The defendants further argue that the pat-frisk was illegal. Having reached the conclusion that the initial stop was improper, it is not necessary to resolve this issue.
ORDER
For the foregoing reasons, the defendants’ motions to suppress are ALLOWED.

 The officer never testified that he had observed that the occupants of the car were black or even male. He called them “individuals.” That he saw that they were black males may be inferred from his testimony that, upon his return to his cruiser, he made a radio transmission to headquarters that he believed he had located the individuals named in the communication concerning the Citizens Bank. In any event, my decision does not hinge on a resolution of this factor.
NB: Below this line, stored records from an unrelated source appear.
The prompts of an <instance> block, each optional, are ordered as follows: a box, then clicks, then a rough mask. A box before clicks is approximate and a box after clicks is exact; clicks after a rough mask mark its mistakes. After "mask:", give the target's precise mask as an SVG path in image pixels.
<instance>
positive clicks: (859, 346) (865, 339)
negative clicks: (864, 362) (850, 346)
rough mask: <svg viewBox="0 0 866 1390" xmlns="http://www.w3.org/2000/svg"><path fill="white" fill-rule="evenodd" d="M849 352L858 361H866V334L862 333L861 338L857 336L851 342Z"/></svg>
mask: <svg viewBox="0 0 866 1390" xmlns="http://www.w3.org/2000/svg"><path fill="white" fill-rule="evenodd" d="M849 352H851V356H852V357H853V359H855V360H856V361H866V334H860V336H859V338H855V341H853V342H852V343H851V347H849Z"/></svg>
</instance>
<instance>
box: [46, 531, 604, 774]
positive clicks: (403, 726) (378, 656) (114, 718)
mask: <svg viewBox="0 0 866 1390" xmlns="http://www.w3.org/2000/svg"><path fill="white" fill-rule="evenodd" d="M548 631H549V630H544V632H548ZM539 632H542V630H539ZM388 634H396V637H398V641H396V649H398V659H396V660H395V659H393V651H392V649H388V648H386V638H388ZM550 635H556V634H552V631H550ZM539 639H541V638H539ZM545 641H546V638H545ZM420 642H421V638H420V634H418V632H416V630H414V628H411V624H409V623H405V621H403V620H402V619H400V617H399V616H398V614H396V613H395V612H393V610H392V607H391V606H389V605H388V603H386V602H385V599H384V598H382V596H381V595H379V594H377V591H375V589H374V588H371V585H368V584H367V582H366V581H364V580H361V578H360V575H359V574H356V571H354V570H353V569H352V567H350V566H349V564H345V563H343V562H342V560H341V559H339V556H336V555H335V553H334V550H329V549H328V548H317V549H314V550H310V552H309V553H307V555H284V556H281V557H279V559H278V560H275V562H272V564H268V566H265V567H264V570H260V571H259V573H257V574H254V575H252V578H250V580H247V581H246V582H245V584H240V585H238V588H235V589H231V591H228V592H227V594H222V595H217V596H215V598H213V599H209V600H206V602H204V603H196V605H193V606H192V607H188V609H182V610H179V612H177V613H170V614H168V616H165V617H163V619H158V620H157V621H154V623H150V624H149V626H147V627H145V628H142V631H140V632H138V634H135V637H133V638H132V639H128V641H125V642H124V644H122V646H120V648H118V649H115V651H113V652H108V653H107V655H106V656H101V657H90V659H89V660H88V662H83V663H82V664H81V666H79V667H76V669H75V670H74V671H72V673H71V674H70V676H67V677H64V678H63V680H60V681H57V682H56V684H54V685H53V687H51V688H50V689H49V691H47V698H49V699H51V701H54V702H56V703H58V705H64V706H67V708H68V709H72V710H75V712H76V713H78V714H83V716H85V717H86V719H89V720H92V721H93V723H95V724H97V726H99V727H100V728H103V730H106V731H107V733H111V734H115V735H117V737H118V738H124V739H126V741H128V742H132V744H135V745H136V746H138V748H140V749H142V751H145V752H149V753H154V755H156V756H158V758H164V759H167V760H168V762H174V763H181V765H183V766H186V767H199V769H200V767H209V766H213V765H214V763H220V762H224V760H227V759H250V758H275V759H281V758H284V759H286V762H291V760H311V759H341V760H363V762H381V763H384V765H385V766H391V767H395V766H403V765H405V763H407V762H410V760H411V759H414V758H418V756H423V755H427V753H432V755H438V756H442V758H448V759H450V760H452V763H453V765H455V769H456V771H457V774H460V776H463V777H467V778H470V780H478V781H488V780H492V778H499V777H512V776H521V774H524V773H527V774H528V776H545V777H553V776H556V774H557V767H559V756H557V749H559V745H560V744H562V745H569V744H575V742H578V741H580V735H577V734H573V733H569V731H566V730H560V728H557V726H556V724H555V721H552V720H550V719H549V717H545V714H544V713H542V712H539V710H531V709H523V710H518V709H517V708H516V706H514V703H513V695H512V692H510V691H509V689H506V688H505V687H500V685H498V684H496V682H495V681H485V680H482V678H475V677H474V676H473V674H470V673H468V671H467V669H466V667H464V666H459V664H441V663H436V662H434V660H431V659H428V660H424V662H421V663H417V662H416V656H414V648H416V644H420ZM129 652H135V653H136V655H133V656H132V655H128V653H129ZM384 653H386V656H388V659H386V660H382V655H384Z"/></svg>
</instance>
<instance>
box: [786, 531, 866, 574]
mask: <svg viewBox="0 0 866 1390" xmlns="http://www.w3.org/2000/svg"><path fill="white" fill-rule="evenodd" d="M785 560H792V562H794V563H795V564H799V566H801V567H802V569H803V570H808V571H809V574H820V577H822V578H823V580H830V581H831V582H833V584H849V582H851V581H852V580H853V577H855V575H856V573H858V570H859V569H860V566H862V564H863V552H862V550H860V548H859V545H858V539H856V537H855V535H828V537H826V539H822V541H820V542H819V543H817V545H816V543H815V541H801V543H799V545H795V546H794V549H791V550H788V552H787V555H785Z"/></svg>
 It is unclear what Officer DeFranco was attempting to describe by saying that the Acura left “before he was even seated.” Yet, the Commonwealth appears to consider this a factor that helps to justify the officer’s suspicion.

 The Commonwealth concedes that the defendants were stopped. Clearly, in view of all the circumstances surrounding the incident, a reasonable person would have believed that he was not free to leave. United States v. Mendenhall, 446 U.S. 544, 554 (1980), cited in Commonwealth v. Fraser, 410 Mass. 541, 543 (1991).

 I reach this conclusion even assuming that Officer DeFranco observed that the people in the car were black males, a fact which is not entirely clear from the testimony presented. See n.1, infra.